BI Quest [A blog on Informatica]

Share what you learn

Archive for July, 2014

All about lookups

Posted by Ankur Nigam on July 6, 2014

What is a lookup transformation? : Lookup is a transformation a mechanism within Informatica which serves the purpose of referencing data. The source of data, which is stored and referred, could be a database or a flat file. Lookup transformation is built upon this underlying source data. Basically it receives input, matches them against columns, and returns the value through Return Port/Lookup port. Uptill Informatica 8.1 lookup transformation was only passive transformation i.e. it used to return only one row on receiving input. But from 9.1 onwards it could be configured to act active or passive either.

Why it is required? : It actually serves the purpose of referring. So you could have some key values of which you want to find out associated values which are lying in database/flat file. Lookup comes to rescue.

What will happen if I use it? : Once you have lookup transformation, you can now pass those key columns to seek desired information. For example if I pass OrderID I want to know the CustomerID who ordered it. It looks similar to a function call or a seek operation. Well indeed it is that much only. What gets complicated is when you add up other spices to share your lookups, when to build it, persistency etc.

What gets created when I use lookup? : Normally it is going to create a cache file if you have enabled the option of creating lookup cache. Cache file is collection of data which is built by querying source and storing the data in a directory on your hard drive. Any expression requiring search on the source table or file can use this cache file (via lookup). Cache files are always ordered set of data. Along with cache we also have an index file. We will get to it later and explore in more detail each of the term.

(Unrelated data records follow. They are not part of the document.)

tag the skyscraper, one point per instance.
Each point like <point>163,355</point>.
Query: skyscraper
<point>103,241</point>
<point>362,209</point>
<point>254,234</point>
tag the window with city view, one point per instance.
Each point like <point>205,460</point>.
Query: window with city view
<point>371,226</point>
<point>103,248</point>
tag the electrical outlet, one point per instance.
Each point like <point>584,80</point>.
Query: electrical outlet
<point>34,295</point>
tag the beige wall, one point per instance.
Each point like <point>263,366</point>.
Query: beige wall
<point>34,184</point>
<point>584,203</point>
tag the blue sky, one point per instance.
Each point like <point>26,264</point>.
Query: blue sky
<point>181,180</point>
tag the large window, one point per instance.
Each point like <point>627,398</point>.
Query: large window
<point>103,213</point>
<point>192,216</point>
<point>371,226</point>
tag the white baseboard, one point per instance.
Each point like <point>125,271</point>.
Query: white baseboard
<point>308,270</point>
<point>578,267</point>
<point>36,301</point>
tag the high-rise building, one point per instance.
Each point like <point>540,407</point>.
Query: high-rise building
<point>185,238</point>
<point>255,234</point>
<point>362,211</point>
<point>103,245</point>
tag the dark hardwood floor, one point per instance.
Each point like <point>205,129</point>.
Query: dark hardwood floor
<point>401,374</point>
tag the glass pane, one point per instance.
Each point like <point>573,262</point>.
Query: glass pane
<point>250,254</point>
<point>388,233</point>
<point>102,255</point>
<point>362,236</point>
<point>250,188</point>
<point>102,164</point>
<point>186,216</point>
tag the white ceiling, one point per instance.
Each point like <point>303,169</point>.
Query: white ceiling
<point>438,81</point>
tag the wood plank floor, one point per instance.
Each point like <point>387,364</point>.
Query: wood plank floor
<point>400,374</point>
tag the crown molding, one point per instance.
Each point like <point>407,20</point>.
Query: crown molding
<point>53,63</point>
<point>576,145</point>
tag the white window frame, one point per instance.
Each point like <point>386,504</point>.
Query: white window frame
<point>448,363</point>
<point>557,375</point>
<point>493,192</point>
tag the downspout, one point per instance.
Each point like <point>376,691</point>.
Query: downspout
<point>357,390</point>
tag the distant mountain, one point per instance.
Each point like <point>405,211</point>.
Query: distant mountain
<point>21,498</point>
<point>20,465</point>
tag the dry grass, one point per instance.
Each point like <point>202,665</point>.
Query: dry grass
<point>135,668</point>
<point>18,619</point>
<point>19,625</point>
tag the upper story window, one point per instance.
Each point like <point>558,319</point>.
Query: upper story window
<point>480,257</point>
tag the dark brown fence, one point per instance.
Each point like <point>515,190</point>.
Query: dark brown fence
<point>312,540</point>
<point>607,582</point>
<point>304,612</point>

However, if you have not selected the option of using Cache then lookup is done by connecting to source directly. Note that lookup on relational tables can be comprehended without using a cache but a flat file lookup has to be cached.

Caches – What are these? How they help? : I would say that cache is very loosely used term in Informatica. Traditionally cache is a mechanism to temporarily store data in a file away from source; so that a network roundtrip to source can be avoided and the locally kept file having data can be used. However in Informatica Cache files built by lookup are collection of not just data but index also. Recall as I said above Cache file is ordered set of data. Ordering happens on key columns which identify a record uniquely. So suppose if I built a lookup on Orders tables, out of data returned by this query Select OrderID, CustomerID from Orders and I seek customerID on the basis of orderID then orderID is the key column and data in cache file will be arranged by OrderID. A separate index file will also be built simultaneously to facilitate search in the data cache file. By default Informatica always indexes on the key column, unless otherwise, you overwrite the SQL query and personally flavor up your ORDER BY clause.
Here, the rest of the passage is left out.